AI itself is not inherently centralized nor decentralized; in practice, however, its advantages tend to favor incumbents. Two key realities illustrate this: AI’s reliance on data, which incumbents naturally possess in abundance, and its dependence on compute power, which requires substantial capital, increasingly concentrated among a few hyperscalers.
This dynamic underpins current consumer market trends, such as the rise of dynamic pricing. The companies with the most comprehensive data win, and AI has sharpened this competitive advantage. Entrepreneurs cannot simply step away from these shifts; they must navigate into markets increasingly defined by algorithmic asymmetry, prompting reflections on which types of entrepreneurs are likely to thrive.
AI is clearly accelerating progress for certain types of founders, including: solo creators, developers utilizing AI-enhanced workflows, non-technical founders accessing previously restricted capabilities, and both immigrant and rural entrepreneurs leveraging AI for translation and support. Additionally, it nurtures certain ecosystems like regions treating AI as public infrastructure and states simplifying business startups.

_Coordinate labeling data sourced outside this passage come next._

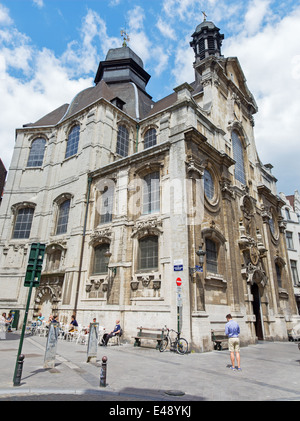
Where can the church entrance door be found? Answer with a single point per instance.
(257, 311)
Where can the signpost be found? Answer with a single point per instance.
(49, 361)
(93, 342)
(32, 279)
(178, 301)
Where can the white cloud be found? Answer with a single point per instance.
(269, 60)
(81, 57)
(5, 19)
(166, 29)
(256, 13)
(39, 3)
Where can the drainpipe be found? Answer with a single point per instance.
(82, 244)
(137, 137)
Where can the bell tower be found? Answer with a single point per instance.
(207, 40)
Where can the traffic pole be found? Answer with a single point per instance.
(17, 376)
(103, 372)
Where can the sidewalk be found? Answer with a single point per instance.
(270, 371)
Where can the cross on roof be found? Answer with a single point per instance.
(125, 37)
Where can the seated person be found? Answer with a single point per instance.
(107, 336)
(73, 324)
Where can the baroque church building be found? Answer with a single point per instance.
(127, 192)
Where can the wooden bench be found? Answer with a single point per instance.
(219, 339)
(149, 334)
(293, 335)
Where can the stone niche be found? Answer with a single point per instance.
(145, 285)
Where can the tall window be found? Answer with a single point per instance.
(211, 256)
(73, 140)
(278, 274)
(100, 261)
(148, 253)
(209, 187)
(107, 205)
(150, 138)
(122, 141)
(289, 240)
(287, 214)
(151, 193)
(63, 217)
(294, 272)
(23, 223)
(238, 156)
(36, 155)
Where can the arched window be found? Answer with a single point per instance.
(150, 138)
(100, 260)
(278, 274)
(122, 141)
(23, 223)
(63, 217)
(36, 155)
(238, 156)
(209, 187)
(73, 140)
(148, 253)
(211, 256)
(151, 193)
(107, 205)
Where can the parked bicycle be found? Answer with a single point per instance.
(180, 345)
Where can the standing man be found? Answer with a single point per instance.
(232, 330)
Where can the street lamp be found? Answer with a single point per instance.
(199, 268)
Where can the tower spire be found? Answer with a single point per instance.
(125, 37)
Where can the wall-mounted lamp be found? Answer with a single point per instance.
(199, 268)
(107, 256)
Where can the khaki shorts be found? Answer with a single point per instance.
(234, 344)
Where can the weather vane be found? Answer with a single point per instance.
(125, 37)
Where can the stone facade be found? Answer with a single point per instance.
(291, 214)
(144, 186)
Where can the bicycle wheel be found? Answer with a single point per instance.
(163, 345)
(182, 346)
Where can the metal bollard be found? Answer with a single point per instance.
(103, 372)
(18, 376)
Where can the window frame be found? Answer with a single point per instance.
(144, 254)
(239, 157)
(32, 161)
(151, 193)
(72, 143)
(101, 263)
(122, 147)
(60, 216)
(150, 139)
(18, 220)
(211, 256)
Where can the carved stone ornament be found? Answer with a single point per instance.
(134, 285)
(98, 234)
(254, 255)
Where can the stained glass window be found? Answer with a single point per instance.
(36, 155)
(238, 156)
(122, 141)
(23, 223)
(73, 140)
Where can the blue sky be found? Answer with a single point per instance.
(50, 50)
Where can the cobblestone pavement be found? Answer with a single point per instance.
(270, 372)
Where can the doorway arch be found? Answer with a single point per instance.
(256, 306)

For AI to foster innovation rather than consolidation, three priorities should be established: first, make it easier to start and grow a business than to scroll aimlessly online. This should involve developing AI tools that minimize entrepreneurship friction, such as powering up resource navigation and assisting permits.
Second, when governments implement AI consumer-service systems, they must consider who gains access to these resources that hadn’t before. Third, while states should take the lead in this space, it’s critical they maintain accountability regarding governance and audits to clarify the pathways available to entrepreneurs.
AI won’t be the last technological advancement to incite unease, nor should fear guide policy formulation. It can enhance governance efficiency and community well-being, but it requires careful handling to ensure both safety and effectiveness. AI can empower a solo founder in a smaller town while simultaneously allowing large platforms to extract value from those new entrants. The resolution lies in our proactive engagement with technology and policymakers’ navigational strategies in this shifting landscape.
Ultimately, the trajectory we follow depends on how we choose to act now. Technology doesn’t become harmful simply because it exists; rather, it is our reception and management that shapes its impacts. Hitchbot’s story serves as a reminder that the fate of technologies, from AI to autonomous robots, is within our collective agency. The challenge remains: will we create systems that uplift innovators or simply maintain the status quo?